Mr. Hutton: In England, data are collected on the number of patients whose operation has been cancelled for non-clinical reasons Xon the day of surgery and at the last minute". The most recent data available for the quarter ending June 2002 shows there were 14,808 operations cancelled at the last minute for non-clinical reasons, of which 10,819 operations were cancelled on the day of surgery.

The data collected on cancelled operations for non-clinical reasons are not broken down into the reasons for cancellation. Therefore, no data can be provided on how many operations are cancelled due to delayed discharge from hospital.

Health matters in Wales are the responsibility of the National Assembly for Wales.

Dementia

Mr. Edwards: To ask the Secretary of State for Health (1) what plans he has to improve the training of doctors in the diagnosis and treatment of dementia; [82262]

Jacqui Smith: The Government fully recognise the importance of ensuring that the needs of people with dementia and their carers are met. For that reason, the national service framework (NSF) for older people has a standard, a service model and milestones to monitor progress around the health and social needs of older people with mental health problems, including all people with dementia, and requirements around meeting the needs of their carers.

A key element of the NSF requirements is ensuring early diagnosis of dementia. We are aware of concerns over this, and of the research funded by the Alzheimer's Society to assess ways of helping primary care teams with diagnosis and treatment of dementia. The Department's care group workforce team for older people's services is also looking at the training needs of staff working with people with dementia.

Various other strands of work are under way to help with implementation of the NSF. For example, consideration is being given to the inclusion of a clinical guideline on the management of dementia within the programme of work of the National Institute for Clinical Excellence.

25 Nov 2002 : Column 134W

As a result of the national carers strategy, carers of people with dementia have a right to an assessment of both their needs and ability to continue caring.
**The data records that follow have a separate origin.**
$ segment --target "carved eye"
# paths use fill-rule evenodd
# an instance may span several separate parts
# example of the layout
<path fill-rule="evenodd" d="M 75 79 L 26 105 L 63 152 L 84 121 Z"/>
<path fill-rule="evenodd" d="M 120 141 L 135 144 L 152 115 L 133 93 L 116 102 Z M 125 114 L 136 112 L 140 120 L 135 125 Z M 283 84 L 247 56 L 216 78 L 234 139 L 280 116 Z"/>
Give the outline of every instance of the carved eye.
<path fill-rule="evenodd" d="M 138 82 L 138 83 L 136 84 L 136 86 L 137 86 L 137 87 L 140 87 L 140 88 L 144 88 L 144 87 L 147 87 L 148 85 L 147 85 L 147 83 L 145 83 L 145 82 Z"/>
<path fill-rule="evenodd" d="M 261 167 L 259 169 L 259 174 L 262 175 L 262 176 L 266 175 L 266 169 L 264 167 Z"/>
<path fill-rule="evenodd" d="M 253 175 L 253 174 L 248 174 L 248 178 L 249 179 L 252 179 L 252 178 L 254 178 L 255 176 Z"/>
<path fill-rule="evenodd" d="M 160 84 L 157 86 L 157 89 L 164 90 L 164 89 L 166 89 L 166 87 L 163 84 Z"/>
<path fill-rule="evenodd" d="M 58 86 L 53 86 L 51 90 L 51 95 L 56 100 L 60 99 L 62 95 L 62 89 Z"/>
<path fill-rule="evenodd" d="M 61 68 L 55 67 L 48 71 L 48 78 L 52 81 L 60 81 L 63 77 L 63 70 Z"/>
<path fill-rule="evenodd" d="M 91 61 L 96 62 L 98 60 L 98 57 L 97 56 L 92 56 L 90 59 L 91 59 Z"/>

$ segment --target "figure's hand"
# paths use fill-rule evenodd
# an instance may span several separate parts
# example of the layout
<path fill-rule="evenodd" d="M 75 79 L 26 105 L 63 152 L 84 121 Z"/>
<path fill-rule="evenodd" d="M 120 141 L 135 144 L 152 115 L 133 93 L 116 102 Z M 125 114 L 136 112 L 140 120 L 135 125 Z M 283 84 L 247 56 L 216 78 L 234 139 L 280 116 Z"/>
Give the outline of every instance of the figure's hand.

Ring-fenced money totalling £85 million this year and £100 million next year has been provided to allow carers to take short term breaks from their caring responsibilities. In certain circumstances, carers may also receive cash that they can use to purchase the services they need.

Dermatology (West Sussex)

Tim Loughton: To ask the Secretary of State for Health how many Action on Dermatology programme capital projects have been awarded to primary care trusts in West Sussex. [83283]

Ms Blears: The former West Sussex Health Authority was allocated £142,000 in action on dermatology funding. Information is not available centrally on how this money was disseminated to the wider health community.

Domiciliary Care

Mr. Burns: To ask the Secretary of State for Health what the average number of hours was an individual in (a) England and (b) Wales received domiciliary care in (i) May 1997 and (ii) the last month for which figures are available. [82496]

Jacqui Smith: The number of hours of home care is collected for households, not individuals. The average number of hours of home care received by a household in England was 5.4 hours in September 1997 and 7.6 hours in September 2001. Corresponding data for 2002 are not yet available.

Information on the number of people receiving home care in Wales is a matter for the National Assembly for Wales.

Mr. Burns: : To ask the Secretary of State for Health how many people in (a) England and (b) Wales were receiving domiciliary care in (i) May 1997 and (ii) the last month for which figures are available. [82495]

Jacqui Smith: In 2000–01, some 1.3 million adults in England were helped to live independently at home through the provision of a variety of community-based social services. Corresponding data for 1997–98 is not available.

The number of households receiving home care in England in September 1997 and September 2001 was 479,100 and 381,200 respectively. The number of people in these households is not known.

Information on the number of people receiving home care in Wales is a matter for the National Assembly for Wales.